Leitsatz (amtlich)

  • 1.

    Die Berufung auf ein Augenblicksversagen macht es für den Tatrichter erforderlich, sich mit dem entsprechenden Vorbringen des Betroffenen auseinander zu setzen und zu prüfen, ob nach den Grundsätzen der Rechtsprechung des BGH ein Fahrverbot ggf. nicht festgesetzt werden kann, weil dem Betroffenen ein auch subjektiv grober Vorwurf nicht gemacht werden kann.

  • 2.

    Zum "Augenblicksversagen" bei einem Rotlichtverstoß.

  • 3.

    Wird im Bußgeldbescheid wegen eines Rotlichtverstoßes nur die Straße genannt, auf der der Rotlichtverstoß begangen worden sein soll, nicht aber auch die genaue Lage der Lichtzeichenanlage, hat das keine Auswirkungen auf die Wirksamkeit des Bußgeldbescheides, wenn der Betroffene im Übrigen dem Bußgeldbescheid entnehmen kann, welcher Verstoß ihm zur Last gelegt wird.

 

Verfahrensgang

AG Herne-Wanne (Entscheidung vom 20.01.2005)

 

Tenor

Das angefochtene Urteil wird mit den Feststellungen aufgehoben.

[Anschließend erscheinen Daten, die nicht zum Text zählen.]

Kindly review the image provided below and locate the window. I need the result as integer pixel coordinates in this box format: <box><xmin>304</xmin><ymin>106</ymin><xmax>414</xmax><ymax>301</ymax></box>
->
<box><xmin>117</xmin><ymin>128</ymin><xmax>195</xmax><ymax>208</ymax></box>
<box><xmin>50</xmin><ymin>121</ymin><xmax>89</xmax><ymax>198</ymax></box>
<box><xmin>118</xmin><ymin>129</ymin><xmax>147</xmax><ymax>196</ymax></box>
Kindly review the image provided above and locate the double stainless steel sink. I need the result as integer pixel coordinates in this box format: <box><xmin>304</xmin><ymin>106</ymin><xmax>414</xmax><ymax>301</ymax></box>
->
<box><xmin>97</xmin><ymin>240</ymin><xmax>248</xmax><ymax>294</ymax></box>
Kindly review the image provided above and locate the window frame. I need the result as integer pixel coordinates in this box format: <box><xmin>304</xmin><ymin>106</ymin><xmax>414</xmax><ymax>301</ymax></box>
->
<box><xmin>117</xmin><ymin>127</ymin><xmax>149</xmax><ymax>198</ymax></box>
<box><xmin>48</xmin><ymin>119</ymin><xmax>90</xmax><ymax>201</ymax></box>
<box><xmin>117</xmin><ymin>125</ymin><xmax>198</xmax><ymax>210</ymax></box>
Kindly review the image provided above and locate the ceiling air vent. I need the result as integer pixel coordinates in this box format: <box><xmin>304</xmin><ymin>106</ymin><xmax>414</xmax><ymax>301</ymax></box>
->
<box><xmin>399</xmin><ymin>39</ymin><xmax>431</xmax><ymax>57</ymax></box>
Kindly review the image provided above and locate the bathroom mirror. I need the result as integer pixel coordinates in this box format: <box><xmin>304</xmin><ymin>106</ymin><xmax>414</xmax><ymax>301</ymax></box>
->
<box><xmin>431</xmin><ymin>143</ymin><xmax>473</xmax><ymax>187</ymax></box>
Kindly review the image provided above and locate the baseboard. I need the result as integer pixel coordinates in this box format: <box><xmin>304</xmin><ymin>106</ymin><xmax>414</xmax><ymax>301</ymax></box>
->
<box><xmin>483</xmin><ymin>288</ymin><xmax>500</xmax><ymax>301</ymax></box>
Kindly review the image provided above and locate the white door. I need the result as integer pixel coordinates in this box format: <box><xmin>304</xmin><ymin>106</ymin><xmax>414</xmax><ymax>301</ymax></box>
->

Die Sache wird zur erneuten Verhandlung und Entscheidung an das Amtsgericht Herne-Wanne, das auch über die Kosten der Rechtsbeschwerde zu entscheiden haben wird, zurückverwiesen.

 

Gründe

I.

Das Amtsgericht hat den Betroffenen wegen "einer fahrlässig begangenen Ordnungswidrigkeit nach §§ 37 II, 49 StVO in Verbindung mit §§ 24, 25 StVG" zu einer Geldbuße von 125 EURO verurteilt und außerdem ein Fahrverbot von einem Monat verhängt. Dagegen richtet sich die Rechtsbeschwerde des Betroffenen. Die Generalstaatsanwaltschaft hat beantragt, die Rechtsbeschwerde nach § 349 Abs. 2 StPO in Verbindung mit § 79 Abs. 3 OWiG zu verwerfen.

II.

Die Rechtsbeschwerde ist zulässig, und hat in der Sache - zumindest vorläufigen - Erfolg.

1.

Nach den vom Amtsgericht getroffenen Feststellungen hat der Betroffene am 10. Juli 2004 gegen 00.15 Uhr mit seinem Pkw in Herne auf der Berliner Straße eine Lichtzeichenanlage überfahren, die schon länger als eine Sekunde Rotlicht zeigte. Das angefochtene Urteil teilt außerdem mit, dass der Betroffene nach dem Abbiegen von der Hauptstraße auf die Berliner Straße relativ langsam gefahren sei und den Eindruck gemacht habe, "als ob er etwas suche und als ob er ortsunkundig sei". Der Betroffene hat mit Rechtsbeschwerde geltend gemacht, dass das Amtsgericht das Fahrverbot nicht habe verhängen dürfen, da es nur wegen eines "Augenblicksversagens" zu dem Rotlichtverstoß gekommen sei. Damit habe sich aber das Amtsgericht nicht auseinander gesetzt.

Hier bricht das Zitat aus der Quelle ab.